Doug Ford has built his political career on slogans.
“Stop the gravy train,” a lament about trivial council perks such as passes to the zoo, brought him and his brother to power at Toronto’s city hall in 2010.
During the recent provincial campaign, he ran on the populist pablum “For the People” (which cast his opponents, presumably, as the tribunes of home appliances, or maybe flora and fauna).
In his latest battle – his undemocratic plan to unilaterally shrink Toronto’s city council – he has again resorted to one-liners. This time there’s a little variation in the delivery, but his pitch has been essentially one-note: that opponents of his plan want “more politicians.”
“More politicians are not the answer,” he said on Twitter. "We don’t believe in more politicians,” he told the provincial legislature.
Good salesman that he is, Mr. Ford has crafted another slogan that sounds plausible at first blush. After all, politicians are an easy target.
But the Premier’s argument is wrong and pernicious.
Take the basic premise that Toronto is ridden with politicians. It’s false. The city, with its 44 councillors and single mayor, has proportionally fewer elected municipal officials than almost any other big urban area in Canada. Places such as Montreal and Halifax have about twice as many.

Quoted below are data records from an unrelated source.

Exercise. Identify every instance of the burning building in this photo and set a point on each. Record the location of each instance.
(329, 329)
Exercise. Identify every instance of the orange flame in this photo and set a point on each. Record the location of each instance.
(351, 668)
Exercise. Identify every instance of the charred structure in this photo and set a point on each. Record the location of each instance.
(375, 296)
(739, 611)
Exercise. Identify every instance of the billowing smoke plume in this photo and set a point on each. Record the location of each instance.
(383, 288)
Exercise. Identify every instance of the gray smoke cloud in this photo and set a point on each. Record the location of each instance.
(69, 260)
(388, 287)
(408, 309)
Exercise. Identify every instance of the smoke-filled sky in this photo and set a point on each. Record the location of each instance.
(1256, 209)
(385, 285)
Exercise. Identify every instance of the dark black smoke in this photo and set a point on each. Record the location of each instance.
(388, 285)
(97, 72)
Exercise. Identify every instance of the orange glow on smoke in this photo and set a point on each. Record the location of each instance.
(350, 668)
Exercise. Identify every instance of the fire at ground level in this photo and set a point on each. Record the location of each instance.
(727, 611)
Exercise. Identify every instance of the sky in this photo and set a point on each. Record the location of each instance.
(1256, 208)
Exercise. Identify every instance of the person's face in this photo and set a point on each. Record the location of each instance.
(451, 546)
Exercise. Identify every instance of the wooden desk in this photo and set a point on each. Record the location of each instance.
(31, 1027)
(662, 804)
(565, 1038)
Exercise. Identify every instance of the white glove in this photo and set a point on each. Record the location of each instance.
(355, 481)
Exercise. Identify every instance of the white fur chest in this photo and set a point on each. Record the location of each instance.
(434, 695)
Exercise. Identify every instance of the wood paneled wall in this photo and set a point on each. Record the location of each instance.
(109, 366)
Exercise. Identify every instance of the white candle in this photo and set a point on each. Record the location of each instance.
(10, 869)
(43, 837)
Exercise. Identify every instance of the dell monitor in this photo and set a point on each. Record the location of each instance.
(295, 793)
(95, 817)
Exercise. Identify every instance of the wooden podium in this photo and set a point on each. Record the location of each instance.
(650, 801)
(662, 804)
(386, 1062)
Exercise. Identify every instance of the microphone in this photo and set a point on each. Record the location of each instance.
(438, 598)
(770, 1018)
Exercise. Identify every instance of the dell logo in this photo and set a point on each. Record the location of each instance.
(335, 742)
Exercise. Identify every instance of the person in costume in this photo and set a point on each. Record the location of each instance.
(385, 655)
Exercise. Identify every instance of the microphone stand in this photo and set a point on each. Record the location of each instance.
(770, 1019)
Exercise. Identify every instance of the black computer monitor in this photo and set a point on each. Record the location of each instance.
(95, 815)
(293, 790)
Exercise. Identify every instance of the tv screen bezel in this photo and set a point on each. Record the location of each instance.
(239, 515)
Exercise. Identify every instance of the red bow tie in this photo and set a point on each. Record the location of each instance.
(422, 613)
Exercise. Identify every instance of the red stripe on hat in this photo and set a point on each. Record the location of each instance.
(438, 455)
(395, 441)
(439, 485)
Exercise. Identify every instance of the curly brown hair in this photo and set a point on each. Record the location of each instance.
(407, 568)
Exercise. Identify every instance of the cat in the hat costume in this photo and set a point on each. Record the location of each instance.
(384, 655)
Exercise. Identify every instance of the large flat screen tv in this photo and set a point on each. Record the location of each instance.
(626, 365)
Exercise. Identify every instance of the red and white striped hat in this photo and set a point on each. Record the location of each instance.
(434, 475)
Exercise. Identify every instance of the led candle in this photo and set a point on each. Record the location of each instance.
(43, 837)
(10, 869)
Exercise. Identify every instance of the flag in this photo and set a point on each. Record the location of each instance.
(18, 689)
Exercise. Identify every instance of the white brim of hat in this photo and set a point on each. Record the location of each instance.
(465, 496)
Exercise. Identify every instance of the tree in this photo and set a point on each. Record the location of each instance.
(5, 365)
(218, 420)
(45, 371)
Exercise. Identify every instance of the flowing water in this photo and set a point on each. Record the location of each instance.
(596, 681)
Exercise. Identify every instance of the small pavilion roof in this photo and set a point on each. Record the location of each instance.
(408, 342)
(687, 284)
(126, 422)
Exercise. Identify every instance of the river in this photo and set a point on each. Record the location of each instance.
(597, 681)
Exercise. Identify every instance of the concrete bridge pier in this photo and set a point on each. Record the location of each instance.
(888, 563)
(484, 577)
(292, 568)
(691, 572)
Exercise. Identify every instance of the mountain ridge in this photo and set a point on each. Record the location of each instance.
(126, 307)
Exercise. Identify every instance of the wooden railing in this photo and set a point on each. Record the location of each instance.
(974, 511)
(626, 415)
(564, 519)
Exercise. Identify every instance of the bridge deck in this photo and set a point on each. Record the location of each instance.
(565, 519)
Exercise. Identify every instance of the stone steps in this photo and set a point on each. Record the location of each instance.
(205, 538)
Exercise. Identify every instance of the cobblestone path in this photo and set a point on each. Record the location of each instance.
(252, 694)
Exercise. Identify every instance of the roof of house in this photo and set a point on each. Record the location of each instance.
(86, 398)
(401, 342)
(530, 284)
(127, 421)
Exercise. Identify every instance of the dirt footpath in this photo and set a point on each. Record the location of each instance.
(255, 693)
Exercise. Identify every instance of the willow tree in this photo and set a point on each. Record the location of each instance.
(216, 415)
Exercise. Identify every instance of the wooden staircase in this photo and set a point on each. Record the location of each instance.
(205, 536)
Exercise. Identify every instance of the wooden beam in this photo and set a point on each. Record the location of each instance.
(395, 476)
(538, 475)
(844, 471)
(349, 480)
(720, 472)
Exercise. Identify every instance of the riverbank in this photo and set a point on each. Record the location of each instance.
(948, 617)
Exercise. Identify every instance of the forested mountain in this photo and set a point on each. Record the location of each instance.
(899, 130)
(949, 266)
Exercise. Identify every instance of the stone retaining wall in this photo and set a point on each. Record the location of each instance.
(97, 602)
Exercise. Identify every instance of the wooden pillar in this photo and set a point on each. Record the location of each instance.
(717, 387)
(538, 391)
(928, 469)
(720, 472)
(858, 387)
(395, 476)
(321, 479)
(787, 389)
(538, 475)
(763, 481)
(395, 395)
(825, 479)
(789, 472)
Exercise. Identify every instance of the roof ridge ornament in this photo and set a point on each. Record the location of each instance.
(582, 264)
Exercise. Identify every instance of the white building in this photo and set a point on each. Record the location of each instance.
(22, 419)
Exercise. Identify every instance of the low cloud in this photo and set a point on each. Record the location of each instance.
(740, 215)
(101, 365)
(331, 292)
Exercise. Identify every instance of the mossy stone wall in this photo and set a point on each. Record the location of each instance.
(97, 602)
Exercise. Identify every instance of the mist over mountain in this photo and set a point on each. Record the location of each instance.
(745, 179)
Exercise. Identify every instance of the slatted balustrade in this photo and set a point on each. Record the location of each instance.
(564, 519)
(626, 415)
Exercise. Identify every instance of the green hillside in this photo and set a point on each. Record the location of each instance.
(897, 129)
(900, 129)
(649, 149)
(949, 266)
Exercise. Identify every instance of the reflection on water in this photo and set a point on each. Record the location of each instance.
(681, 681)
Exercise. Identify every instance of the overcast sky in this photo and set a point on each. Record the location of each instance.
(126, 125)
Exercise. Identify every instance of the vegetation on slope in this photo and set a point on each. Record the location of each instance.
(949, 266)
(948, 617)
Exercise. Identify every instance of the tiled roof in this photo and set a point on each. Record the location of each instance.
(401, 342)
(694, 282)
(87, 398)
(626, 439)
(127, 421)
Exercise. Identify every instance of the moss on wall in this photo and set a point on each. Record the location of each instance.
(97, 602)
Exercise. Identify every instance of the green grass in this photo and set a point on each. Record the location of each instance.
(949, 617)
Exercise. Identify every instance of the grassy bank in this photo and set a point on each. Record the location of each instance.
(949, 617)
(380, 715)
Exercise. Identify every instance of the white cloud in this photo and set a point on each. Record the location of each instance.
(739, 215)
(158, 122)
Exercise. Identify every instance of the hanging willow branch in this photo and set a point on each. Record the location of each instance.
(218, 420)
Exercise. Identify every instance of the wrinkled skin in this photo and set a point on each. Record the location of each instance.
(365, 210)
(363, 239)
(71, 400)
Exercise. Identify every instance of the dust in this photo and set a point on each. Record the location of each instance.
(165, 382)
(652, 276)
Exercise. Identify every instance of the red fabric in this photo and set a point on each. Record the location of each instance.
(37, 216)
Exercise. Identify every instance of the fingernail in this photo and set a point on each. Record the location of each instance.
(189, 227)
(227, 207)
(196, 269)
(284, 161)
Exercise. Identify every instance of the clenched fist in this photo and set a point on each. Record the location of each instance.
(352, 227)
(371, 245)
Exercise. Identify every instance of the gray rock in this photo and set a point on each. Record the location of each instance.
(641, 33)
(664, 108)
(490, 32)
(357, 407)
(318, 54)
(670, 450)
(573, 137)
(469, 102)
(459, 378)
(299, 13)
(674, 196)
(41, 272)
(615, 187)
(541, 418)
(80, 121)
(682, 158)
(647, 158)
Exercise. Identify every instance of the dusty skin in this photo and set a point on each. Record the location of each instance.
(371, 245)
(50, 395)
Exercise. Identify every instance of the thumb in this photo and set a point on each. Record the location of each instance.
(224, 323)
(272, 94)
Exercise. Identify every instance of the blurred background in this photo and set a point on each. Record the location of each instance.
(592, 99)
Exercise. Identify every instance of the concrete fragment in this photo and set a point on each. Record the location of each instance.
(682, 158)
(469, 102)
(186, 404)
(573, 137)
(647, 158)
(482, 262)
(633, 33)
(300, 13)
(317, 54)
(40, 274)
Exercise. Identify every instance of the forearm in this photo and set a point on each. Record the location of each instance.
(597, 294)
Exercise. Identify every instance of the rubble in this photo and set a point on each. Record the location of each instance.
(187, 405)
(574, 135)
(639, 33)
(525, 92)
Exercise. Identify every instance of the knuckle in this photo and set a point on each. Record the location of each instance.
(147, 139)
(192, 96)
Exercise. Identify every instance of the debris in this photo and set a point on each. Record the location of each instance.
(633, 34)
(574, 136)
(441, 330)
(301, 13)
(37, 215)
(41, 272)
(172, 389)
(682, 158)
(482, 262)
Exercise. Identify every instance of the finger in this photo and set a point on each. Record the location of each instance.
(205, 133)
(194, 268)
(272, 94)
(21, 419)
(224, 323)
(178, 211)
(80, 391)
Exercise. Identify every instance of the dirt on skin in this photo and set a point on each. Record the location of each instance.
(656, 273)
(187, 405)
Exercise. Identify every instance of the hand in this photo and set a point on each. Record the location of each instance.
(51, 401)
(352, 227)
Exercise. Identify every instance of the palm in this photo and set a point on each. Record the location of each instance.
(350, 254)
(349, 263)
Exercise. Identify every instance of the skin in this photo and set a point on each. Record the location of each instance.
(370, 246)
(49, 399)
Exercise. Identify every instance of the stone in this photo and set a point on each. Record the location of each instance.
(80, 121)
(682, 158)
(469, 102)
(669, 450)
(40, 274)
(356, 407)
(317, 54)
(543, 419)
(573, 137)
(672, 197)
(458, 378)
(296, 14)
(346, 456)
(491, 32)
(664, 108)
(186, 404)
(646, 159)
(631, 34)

Even if Toronto were overrun with councillors, it would have little bearing on the inefficiency of city hall. The federal Parliament has 338 members and gets plenty done. That’s largely thanks to the party system, which allows leaders to whip votes. If Toronto city hall seems less disciplined in comparison, it has far more to do with the fact that each councillor is a free agent than with their sheer number.
But we can’t blame city hall’s alleged inefficiencies on the grandstanding and filibustering of its 44 councillors, either. Council’s regular sessions only happen once a month. The length of these meetings and the cubic feet of hot air they produce – while sometimes prodigious – are not the problem.
And Toronto councillors do more than voting and speechifying. Unlike politicians at other levels of government, constituency work is at the heart of any city councillors’ work. They handle noise complaints, applications for speed bumps and the like, funneling them toward the right bureaucrats when they can’t resolve the problems themselves. Mr. Ford’s brother, Rob, mastered that style of customer-service politics when he was on council.
Under Mr. Ford’s plan – 25 councillors for 2.8-million residents – municipal politicians would each represent an average of more than 100,000 people. That’s more than councillors in any other Canadian city are asked to handle, and too many to allow them to be effective representatives.
Passing the work onto staff is no compensation. Staffers and bureaucrats don’t have the incentive to be helpful that an elected official has, because they don’t have to face constituents at the ballot box.
That’s why democracy is efficient in its way. Public opinion lights a fire under decision-makers. It makes them eager to please, and accountable when they fail.
That gets to the biggest problem with Mr. Ford’s “fewer politicians” crusade. Erasing council spots does virtually nothing to shrink the size of government. Instead, it increases the power of bureaucrats. That’s who will pick up the slack left by departed councillors. When politicians are stretched thin, made to sit on twice as many committees and field twice as many constituent calls, they will defer to unelected officials.
Yes, some councillors are hollow shirts and time-servers. (For evidence, look no further than Premier Ford’s dismal term as councillor for Etobicoke North.) But that will also be true if their ranks are thinned to 25. And even a lazy incumbent pays more deference to the needs of her constituents than a bright young mandarin would.
The city probably won’t be run any better, may be run worse and will for sure be run less democratically in Mr. Ford’s scheme. In any case, it will need just as much running. Only now, more of the people doing the running will sit in dusty city hall offices and never face a vote.
Empowering bureaucrats and isolating frustrated citizens is an odd legacy for a purported enemy of big government and advocate “for the people.” But then, sometimes funny things happen when you govern by slogan.